Meeting our energy needs

Editorial July 02, 2010

The Americans need to make up their minds. Would they prefer a Pakistan that can stand on its own feet economically or would they like to perennially keep subsidising the country with their inefficient forms of financial assistance? As of right now, all actions of the US government, certainly its civilian arms, seem to be pointing towards the latter while their rhetoric has unwaveringly indicated their support for the former. Pakistan’s single biggest economic crisis as of this moment is the country’s inability to meet its own needs for energy in general and electricity in particular. While the current administration has been somewhat lethargic in its approach to address the crisis in the short term, they have taken two key measures to alleviate the long-term energy shortage in the country: initiating the gas pipeline with Iran and securing Chinese assistance in building the remaining two nuclear reactors at Chashma. Yet the US government seems hell-bent on ensuring that neither project goes through, the Iranian project because of Washington’s obsession with the sanctions on Tehran and the Chinese because it cannot countenance an expansion of Pakistan’s nuclear programme, whether it be civilian or military.

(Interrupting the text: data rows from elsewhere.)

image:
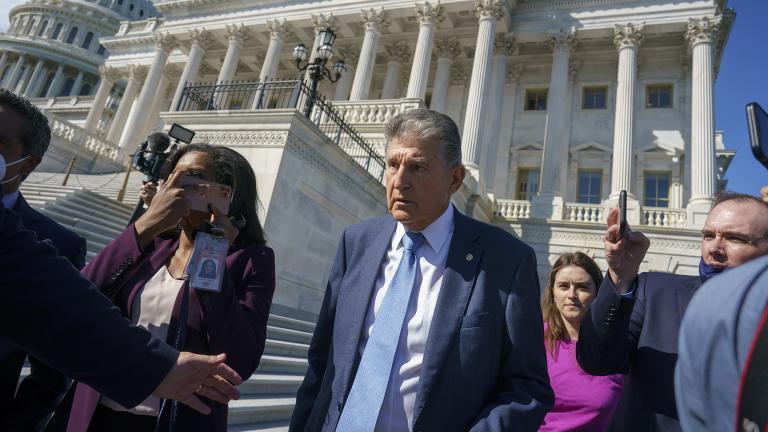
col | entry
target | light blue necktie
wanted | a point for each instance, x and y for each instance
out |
(364, 402)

America attempts to prevent the deal with China also smacks of hypocrisy. The US opposes the deal ostensibly because Pakistan is not a signatory to the Nuclear Non-Proliferation Treaty and that the sale violates the rules of the Nuclear Supplier Group, a global oligopoly on nuclear technology. Yet it was the same NSG that was arm-twisted by the US into granting India an exemption from the exact same rules that are now cited to prevent Pakistan from getting the deal. Besides, America’s largest recipient of military aid continues to be Israel, which has nuclear weapons and is not an NPT signatory either. There is no doubt that Pakistan has a bad track record on nuclear proliferation. But these reactors will be subject to inspections by the IAEA, the UN’s nuclear watchdog. And even the US military acknowledges that Pakistan’s nuclear assets are safe. So what is the problem? The ministry of finance estimates that the power crisis cost the economy two per cent of GDP growth last year. Do the Americans really have a preference for the former for Pakistan?

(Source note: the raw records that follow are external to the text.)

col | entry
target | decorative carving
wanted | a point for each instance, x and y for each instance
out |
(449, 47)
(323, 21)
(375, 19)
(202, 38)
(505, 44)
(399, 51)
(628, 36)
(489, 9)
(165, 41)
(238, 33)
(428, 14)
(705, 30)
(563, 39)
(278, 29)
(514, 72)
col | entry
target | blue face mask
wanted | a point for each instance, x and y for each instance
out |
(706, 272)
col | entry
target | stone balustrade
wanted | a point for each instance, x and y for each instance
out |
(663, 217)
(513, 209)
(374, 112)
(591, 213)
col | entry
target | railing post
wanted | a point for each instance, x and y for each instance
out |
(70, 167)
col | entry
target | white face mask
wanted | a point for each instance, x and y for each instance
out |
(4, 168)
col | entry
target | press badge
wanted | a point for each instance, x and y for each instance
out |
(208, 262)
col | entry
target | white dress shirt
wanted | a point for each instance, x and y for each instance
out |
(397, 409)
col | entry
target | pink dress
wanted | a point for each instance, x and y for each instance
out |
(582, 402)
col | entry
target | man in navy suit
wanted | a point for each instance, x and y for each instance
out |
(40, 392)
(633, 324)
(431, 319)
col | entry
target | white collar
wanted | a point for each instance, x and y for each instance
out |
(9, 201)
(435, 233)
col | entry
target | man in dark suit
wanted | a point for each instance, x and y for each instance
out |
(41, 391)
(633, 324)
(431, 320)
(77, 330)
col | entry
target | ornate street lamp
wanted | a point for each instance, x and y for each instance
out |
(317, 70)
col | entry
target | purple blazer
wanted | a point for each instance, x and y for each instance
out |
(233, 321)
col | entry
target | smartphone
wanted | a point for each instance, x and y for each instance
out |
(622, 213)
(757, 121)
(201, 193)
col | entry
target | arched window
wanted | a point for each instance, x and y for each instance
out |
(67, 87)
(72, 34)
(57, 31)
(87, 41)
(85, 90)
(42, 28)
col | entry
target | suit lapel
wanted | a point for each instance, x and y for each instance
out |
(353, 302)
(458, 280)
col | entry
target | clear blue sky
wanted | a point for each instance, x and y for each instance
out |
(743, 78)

Published in The Express Tribune, July 3rd, 2010.


Anoop | 11 years ago | Reply The editorial forgets to mention one crucial detail due to which Pakistan is denied the NSG exemption- Pakistan gave technologies to OTHER countries! It proliferated. India didnt. Thats the difference. Nothing else!
Usman Ali | 11 years ago | Reply It is a wonderful article. Americans never want to see a prospering Pakistan since such a country would inevitably become a more independent and aspiring nation. By keeping nations poor and dependent US can rule them more easily. Such client states provide for the strategic goals of US. Pakistan's chief problem is its inefficient economy, producing mass poverty and despair. As can be seen from the history of the world, the poverty and hunger will not go away without industrialization on a massive scale. But industrialization needs large amount of energy since the modern industries run on electricity and fuels rather than on human or animal muscle power. The root problem of Pakistan is its energy starvation and the only intermitten and unreliable availability of expensive power. Since Pakistan is also one the most corrupt states in the world any local project is run very inefficiently producing very expensive energy as can be seen in the case of rental power plants. The nuclear power plants built by China are of old technology and expensive too, as was outlined by a physics professor in a recent article on this site. The only option for Pakistan is to import energy from Iran. Regardless of this project hurting the feelings of Americans, Pakistan must go ahead importing electricity and gas from Iran on a massive scale in order to promote industrialization in the country. The long time ally of US that is the country of Turkey has been importing gas and electricity from Iran for over two decades now. Pakistan should do the same and remind the case of Turkey to US. Pakistan has no other option if it wants to tackle the energy problem once and for all. Iran is the cheapest option for Pakistan. But one more thing is that Pakistan should make Baluchistan more secure and the enemies of Pakistan will try to destabilize that area in order to cut of Pakistan from a cheap source of energy and therefore killing Pakistan's economy and weakening Pakistan. Government should be aware of such conspiracies and these should be dealt with in their infancy.